Anne and Katey finally talk about Anne’s arrangement with Tinker. Anne comments that, though they might not know who the players are or how they relate to other people, they can understand the bigger picture.
‘“Most people have more needs than wants. That’s why they live the lives they do. But the world is run by those whose wants outstrip their needs.’”
Anne wants to befriend Katey, despite both wanting Tinker for different reasons. Anne finally tells Katey that people like her, who have more wants than needs (she’s wealthy), are the ones who rule the world and get what they want.
“As a quick aside, let me observe that in moments of high emotion—whether they’re triggered by anger or envy, humiliation or resentment—if the next thing you’re going to say makes you feel better, then it’s probably the wrong thing to say.”
Katey makes a smart assessment about trying not to say things out of anger or to get back at people.
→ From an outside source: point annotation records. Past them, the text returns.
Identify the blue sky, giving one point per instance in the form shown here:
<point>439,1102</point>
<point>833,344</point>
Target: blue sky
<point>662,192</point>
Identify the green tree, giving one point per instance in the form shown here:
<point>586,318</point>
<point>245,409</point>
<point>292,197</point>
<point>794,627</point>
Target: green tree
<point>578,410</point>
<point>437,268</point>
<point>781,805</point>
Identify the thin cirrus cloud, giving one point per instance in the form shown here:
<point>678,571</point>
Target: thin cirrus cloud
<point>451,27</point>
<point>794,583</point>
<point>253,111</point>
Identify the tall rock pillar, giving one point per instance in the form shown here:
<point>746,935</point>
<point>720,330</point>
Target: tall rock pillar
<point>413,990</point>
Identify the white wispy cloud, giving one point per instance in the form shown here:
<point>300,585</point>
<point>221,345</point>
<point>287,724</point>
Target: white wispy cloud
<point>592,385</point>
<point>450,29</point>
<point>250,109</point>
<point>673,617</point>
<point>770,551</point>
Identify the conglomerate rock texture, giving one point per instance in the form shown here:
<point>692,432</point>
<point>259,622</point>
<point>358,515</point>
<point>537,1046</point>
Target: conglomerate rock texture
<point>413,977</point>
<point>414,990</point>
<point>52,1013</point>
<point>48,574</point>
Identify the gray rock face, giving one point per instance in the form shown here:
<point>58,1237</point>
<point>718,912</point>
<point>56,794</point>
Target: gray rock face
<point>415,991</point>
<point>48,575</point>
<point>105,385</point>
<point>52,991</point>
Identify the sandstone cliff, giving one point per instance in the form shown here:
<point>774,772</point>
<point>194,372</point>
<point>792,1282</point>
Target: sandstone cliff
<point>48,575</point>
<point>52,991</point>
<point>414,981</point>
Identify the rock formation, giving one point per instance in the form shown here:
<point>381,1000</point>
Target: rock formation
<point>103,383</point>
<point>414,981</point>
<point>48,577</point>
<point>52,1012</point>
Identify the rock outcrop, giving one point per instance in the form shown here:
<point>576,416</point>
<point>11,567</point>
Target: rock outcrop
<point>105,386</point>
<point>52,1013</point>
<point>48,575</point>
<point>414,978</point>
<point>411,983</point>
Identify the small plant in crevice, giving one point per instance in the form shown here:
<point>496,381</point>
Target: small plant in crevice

However, directly after this assessment, Katey says that she doesn’t abide by this rule and that the reader can make use of it.
“I suppose we don’t rely on comparison enough to tell us whom it is that we are talking to. We give people the liberty of fashioning themselves in the moment—a span of time that is so much more manageable, stageable, controllable than is a lifetime.”
Katey notes that, instead of seeing people for who they are by comparing them to what they say, and also comparing ourselves to them, people often make the mistake of giving others time to create themselves. In other words, people are allowed to create a version of themselves and then present this carefully crafted—and often inauthentic—version of themselves.
“I caught up with the others outside, giving a little prayer of thanks to no one in particular. Because when some incident sheds a favorable light on an old and absent friend, that’s about as good a gift as chance intends to offer.”
Katey is having drinks with friends when she sees Hank at a jazz club. Later at the club, a black man laments about Eve’s move to Los Angeles because she truly had an ear for jazz. Katey realizes that chance has given her insight on two old friends: Eve and Tinker (by way of Hank).
“After meeting someone by chance and throwing off a few sparks, can there be any substance to the feeling that you’ve known each other your whole lives?”
Katey thinks about fate and soulmates. Though Dicky is younger and viewed as immature, Katey feels connected to him. In the same breath, however, she is still connected to Tinker. Her struggle here is that she doesn’t want to hurt Dicky, but she still loves Tinker.
“Here they resided, two worldviews separated only by Fifth Avenue, facing off until the end of time or the end of Manhattan, whichever came first.”
Katey sits on the steps of St. Patrick’s with Dicky. She astutely realizes that a statue of Atlas stands opposite the church, symbolizing the gall, passion, and punishment of the Titans, while the Pieta sits inside the church, symbolizing mercy and compassion.
‘“If we only fell in love with people who were perfect for us,’ he said, ‘then there wouldn’t be so much fuss about love in the first place.’”
Though everyone thinks he is immature, Dicky shows that he actually has a good head on his shoulders. Not only does he help Katey realize she’s been treating Tinker unfairly, he understands her love for Tinker, admires him, and waxes poetic about the truth of love.
“To have even one year when you’re presented with choices that can alter your circumstances, your character, your course—that’s by the grace of God alone. And it shouldn’t come without a price.”
Katey looks back on her life after leaving the Evans exhibit in 1966. She realizes that life is a collection of choices that eventually form a path. Her path has been lucky, and she attributes that to a higher power, not necessarily herself. Despite the luck, she admits that everything comes with a price. Her price was leaving Tinker behind.